Bound on geometric mean of gcd

Question

Given positive integer number $n$, based on Bounds on a sum of gcd's, we know that "Arithmetic mean" is unbounded $$\frac{\sum_{i=1}^n\sum_{j=1}^n\gcd (i, j)}{n^2}=\frac{6}{\pi^2}\ln(n)+O(1).$$ This led me to contemplate "Geometric mean", by using computer I found that $$\frac{\sum_{i=1}^n\sum_{j=1}^n\ln\big(\gcd (i, j)\big)}{n^2}<6\iff \sqrt[n^2]{\prod_{i=1}^n\prod_{j=1}^n\gcd (i, j)}<e^6.$$ How can this be proven?

Answer 1

Whenever you're dealing with the gcd function within a summation, it's usually easier to first sum over the values of the gcd, then generate the numbers in terms of the gcd. In this case, $d$ denotes the gcd of $i$ and $j$, and the sum on the right shows how you'd generate the values of $j$ in terms of $d$.
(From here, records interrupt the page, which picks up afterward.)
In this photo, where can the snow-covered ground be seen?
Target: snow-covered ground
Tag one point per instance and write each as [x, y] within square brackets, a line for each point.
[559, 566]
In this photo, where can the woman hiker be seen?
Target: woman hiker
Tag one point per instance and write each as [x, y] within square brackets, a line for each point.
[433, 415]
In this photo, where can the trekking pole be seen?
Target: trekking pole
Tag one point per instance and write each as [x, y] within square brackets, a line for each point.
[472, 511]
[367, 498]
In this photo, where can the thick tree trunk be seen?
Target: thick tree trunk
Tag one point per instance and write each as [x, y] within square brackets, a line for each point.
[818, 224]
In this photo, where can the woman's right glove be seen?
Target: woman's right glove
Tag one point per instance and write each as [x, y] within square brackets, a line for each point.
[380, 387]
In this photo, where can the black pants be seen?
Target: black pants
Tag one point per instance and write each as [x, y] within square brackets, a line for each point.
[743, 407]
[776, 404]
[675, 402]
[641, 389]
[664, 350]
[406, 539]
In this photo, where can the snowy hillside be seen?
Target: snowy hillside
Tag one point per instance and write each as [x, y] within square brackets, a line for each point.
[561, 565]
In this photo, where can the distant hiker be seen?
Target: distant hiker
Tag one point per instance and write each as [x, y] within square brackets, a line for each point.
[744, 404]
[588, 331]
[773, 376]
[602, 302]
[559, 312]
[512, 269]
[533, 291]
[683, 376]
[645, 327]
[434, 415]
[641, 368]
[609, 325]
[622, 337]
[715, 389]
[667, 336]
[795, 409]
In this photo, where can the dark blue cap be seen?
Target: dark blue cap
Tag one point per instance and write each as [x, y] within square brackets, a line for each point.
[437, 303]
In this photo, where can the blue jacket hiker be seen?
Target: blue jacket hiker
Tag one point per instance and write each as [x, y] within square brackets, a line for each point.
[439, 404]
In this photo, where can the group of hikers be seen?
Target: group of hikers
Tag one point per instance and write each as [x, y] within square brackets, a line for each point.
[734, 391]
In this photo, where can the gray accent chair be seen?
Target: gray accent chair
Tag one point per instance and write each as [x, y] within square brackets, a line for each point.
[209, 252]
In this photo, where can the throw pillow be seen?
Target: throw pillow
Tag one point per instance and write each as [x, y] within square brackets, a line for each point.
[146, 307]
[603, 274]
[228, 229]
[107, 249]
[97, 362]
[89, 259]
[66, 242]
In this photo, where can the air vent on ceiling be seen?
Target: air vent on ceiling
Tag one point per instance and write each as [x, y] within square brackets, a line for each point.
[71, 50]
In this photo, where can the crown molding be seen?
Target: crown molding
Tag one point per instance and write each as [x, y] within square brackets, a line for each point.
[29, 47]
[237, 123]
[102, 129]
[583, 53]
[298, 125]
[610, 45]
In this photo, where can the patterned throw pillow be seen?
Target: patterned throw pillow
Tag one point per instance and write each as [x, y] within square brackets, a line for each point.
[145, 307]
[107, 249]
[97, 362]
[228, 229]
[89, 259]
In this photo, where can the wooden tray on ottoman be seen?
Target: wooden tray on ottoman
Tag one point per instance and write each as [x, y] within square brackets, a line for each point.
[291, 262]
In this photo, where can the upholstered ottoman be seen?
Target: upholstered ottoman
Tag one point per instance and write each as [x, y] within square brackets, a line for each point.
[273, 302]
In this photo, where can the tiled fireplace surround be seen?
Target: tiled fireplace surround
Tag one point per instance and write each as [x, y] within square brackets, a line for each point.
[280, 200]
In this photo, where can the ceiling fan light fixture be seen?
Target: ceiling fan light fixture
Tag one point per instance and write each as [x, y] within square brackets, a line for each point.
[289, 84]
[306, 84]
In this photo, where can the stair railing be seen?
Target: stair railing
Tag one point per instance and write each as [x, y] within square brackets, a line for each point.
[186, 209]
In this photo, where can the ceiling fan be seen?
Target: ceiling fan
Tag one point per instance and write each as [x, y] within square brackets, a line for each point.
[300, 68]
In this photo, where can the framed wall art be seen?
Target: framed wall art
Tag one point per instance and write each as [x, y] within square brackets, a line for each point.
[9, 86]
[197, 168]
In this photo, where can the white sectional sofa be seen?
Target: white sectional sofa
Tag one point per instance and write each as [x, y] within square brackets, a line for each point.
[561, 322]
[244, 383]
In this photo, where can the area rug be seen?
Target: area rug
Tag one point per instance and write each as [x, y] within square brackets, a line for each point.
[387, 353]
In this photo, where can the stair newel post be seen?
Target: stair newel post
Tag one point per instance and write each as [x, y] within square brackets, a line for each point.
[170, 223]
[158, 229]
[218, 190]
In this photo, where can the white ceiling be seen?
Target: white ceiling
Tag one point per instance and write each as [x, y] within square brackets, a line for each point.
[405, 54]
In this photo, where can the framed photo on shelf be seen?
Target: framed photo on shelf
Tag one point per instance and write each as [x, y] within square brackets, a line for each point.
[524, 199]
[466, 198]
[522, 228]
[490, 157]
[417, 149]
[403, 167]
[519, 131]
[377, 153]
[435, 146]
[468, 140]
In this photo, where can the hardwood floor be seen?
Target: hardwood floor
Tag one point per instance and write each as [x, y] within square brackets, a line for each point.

$$\sum_{i=1}^n{\sum_{j=1}^n{\ln(\gcd(i, j))}} = \sum_{i=1}^n{\sum_{d|i}{\ln(d)\sum_{\ \ \ j=1\\ (i,j)=d}^n{1}}}$$

In this case, the condition $(i,j)=d$ is equivalent to $j$ being a multiple of $d$ where the mutliple is coprime to $i$. This is so that $i$ and $j$ don't have a larger common divisor than $d$. We get

$$\sum_{i=1}^n{\sum_{d|i}{\ln(d)\sum_{\ \ dk \le n\\ (k, i)=1}{1}}}\ \lt\ \sum_{i=1}^n{\sum_{d|i}{\ln(d)\frac{n}{d}}}$$

Rearranging leads to

$$n\sum_{d\le n}{\frac{\ln(d)}{d}}\sum_{i\le n\\d|i}{1}\ \le n\sum_{d\le n}{\frac{\ln(d)}{d}\cdot\frac{n}{d}}$$

which is clearly bounded by

$$n^2\sum_{d\ge 1}{\frac{\ln(d)}{d^2}} \approx 0.937548\cdot n^2$$

This means the geometric mean is bounded above by $e$ to this value which is around $2.5537$.